= Moshe Shachak =

Moshe Shachak (Hebrew: משה שחק; born Moshe Charshak; 1936) is an ecologist at the Ben Gurion University. Shachak’s research focuses on ecosystem engineers, organisms that modulate the abiotic environment. Most of his studies were conducted in arid and semi arid ecosystems.

==Major contributions==
Shachak was born in Jaffa, Palestine. In his early career, he studied desert animals and eco-hydrological processes in small desert watershed. Together with colleges he showed that herbivory of snails on cyanobacteria living inside rocks has major impacts of weathering of that rocky desert. This effect was found to be similar in magnitude to aeolian deposition in that area.
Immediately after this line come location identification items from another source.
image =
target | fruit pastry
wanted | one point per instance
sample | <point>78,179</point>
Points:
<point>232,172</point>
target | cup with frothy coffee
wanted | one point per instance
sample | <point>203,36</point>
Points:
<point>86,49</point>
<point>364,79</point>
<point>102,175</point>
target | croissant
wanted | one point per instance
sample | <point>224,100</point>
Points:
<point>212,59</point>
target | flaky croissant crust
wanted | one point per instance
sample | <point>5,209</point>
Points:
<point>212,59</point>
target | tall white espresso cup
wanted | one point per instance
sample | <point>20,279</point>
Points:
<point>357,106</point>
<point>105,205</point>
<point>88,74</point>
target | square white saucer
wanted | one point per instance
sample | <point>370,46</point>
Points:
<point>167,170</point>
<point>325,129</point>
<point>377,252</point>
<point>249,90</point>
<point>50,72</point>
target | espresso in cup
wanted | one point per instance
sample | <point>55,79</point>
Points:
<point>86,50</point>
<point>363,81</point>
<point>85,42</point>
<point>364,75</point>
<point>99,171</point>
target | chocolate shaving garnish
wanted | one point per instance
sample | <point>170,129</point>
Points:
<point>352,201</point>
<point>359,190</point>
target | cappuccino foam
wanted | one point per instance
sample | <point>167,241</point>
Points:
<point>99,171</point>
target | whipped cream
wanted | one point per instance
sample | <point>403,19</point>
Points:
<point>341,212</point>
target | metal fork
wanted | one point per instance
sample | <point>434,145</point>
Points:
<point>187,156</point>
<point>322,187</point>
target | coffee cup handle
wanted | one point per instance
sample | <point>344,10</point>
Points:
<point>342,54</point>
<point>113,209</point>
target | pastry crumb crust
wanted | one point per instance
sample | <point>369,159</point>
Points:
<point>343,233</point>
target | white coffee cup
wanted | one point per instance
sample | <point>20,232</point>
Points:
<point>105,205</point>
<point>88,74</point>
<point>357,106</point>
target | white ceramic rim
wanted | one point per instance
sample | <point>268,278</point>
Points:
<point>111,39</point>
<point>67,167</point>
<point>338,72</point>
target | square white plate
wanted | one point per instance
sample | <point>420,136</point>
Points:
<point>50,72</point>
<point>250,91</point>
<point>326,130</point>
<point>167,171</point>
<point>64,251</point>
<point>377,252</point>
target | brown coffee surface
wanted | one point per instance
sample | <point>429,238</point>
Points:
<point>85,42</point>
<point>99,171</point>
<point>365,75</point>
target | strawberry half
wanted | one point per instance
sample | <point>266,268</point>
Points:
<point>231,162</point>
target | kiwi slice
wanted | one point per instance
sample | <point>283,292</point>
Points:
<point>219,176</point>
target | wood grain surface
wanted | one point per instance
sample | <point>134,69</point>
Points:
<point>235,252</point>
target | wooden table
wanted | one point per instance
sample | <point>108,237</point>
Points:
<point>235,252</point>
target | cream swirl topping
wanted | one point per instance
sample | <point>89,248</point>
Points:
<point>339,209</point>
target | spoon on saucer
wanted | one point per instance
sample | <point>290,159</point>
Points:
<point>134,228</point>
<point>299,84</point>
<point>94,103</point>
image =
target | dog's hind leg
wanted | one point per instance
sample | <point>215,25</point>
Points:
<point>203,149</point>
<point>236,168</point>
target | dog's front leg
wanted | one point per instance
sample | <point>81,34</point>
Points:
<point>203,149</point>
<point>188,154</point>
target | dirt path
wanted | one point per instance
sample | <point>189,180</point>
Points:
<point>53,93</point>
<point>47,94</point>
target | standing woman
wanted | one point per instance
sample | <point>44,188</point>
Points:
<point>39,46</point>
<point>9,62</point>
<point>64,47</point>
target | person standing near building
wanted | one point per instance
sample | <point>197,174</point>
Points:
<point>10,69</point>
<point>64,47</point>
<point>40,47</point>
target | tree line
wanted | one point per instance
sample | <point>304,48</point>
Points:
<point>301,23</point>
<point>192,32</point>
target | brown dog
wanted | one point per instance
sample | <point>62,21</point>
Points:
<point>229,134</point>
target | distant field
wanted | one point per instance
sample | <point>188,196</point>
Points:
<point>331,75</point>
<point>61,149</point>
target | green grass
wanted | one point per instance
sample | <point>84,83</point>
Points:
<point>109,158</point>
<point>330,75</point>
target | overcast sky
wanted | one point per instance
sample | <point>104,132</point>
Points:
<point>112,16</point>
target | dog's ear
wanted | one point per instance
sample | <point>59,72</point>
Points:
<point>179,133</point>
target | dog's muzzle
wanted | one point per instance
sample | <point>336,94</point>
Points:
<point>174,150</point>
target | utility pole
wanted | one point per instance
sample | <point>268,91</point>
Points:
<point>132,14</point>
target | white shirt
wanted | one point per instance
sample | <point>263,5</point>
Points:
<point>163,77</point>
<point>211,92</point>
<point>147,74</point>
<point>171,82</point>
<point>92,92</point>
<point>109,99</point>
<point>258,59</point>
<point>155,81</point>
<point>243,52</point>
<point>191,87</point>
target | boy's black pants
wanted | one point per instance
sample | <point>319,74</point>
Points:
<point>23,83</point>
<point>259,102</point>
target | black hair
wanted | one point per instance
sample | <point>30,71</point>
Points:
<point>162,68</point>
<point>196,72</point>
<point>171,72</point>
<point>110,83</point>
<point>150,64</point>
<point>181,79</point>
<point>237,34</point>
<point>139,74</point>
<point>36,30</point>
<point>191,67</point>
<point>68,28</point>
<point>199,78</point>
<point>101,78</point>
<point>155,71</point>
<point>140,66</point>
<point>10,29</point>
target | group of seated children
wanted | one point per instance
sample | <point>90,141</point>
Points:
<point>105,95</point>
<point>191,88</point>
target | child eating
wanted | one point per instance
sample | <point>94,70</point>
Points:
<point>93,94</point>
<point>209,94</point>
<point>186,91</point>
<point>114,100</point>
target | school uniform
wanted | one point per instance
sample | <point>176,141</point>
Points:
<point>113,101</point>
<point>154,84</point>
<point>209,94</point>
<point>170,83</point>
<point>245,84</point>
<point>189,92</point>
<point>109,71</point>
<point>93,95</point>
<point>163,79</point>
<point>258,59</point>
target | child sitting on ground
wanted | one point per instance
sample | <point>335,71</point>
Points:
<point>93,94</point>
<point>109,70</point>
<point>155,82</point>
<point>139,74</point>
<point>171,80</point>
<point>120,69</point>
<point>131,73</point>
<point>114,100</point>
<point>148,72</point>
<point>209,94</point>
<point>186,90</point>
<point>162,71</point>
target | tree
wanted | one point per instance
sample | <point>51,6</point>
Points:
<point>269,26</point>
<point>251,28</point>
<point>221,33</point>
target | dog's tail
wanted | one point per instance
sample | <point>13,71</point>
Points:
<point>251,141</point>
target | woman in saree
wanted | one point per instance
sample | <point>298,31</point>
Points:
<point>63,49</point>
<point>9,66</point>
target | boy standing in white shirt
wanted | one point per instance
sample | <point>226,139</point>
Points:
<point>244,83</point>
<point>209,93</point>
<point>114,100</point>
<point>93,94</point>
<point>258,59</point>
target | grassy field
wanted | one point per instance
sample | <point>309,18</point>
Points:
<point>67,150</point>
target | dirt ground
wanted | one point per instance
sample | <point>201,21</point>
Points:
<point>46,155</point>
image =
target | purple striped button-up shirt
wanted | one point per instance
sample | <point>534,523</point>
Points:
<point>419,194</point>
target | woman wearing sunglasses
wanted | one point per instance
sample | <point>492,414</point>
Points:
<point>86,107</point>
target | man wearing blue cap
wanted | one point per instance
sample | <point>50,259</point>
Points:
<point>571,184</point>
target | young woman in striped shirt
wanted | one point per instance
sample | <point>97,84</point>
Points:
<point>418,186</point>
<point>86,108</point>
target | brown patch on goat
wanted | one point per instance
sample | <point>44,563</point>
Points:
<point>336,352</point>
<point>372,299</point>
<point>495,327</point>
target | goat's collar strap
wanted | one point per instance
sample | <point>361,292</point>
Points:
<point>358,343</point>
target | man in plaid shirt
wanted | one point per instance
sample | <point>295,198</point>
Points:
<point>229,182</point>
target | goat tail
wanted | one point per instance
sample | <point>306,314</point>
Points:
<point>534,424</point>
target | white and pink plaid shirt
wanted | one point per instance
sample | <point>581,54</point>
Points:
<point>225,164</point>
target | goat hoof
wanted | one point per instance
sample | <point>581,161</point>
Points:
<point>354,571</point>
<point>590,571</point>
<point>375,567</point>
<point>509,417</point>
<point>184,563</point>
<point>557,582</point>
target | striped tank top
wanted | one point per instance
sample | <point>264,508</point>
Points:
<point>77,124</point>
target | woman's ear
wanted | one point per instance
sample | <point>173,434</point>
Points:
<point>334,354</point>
A follow-up study showed that this herbivory has a fertilization effect which is about 11% of the nitrogen input in that system. These findings, led to the development of the concept of ecosystem engineers together with Clive Jones and John Lawton. Ecosystem engineers are organisms that change the environment thereby affecting the distribution of many other organisms. Although controversial at the beginning, this concept had become widely accepted. One of the original papers was named in the list of the 100 most influential papers in ecology and today the concept appears in mainstream ecological textbooks. Shachak’s more recent research focuses on plants and cyanobacteria engineers and pattern formation.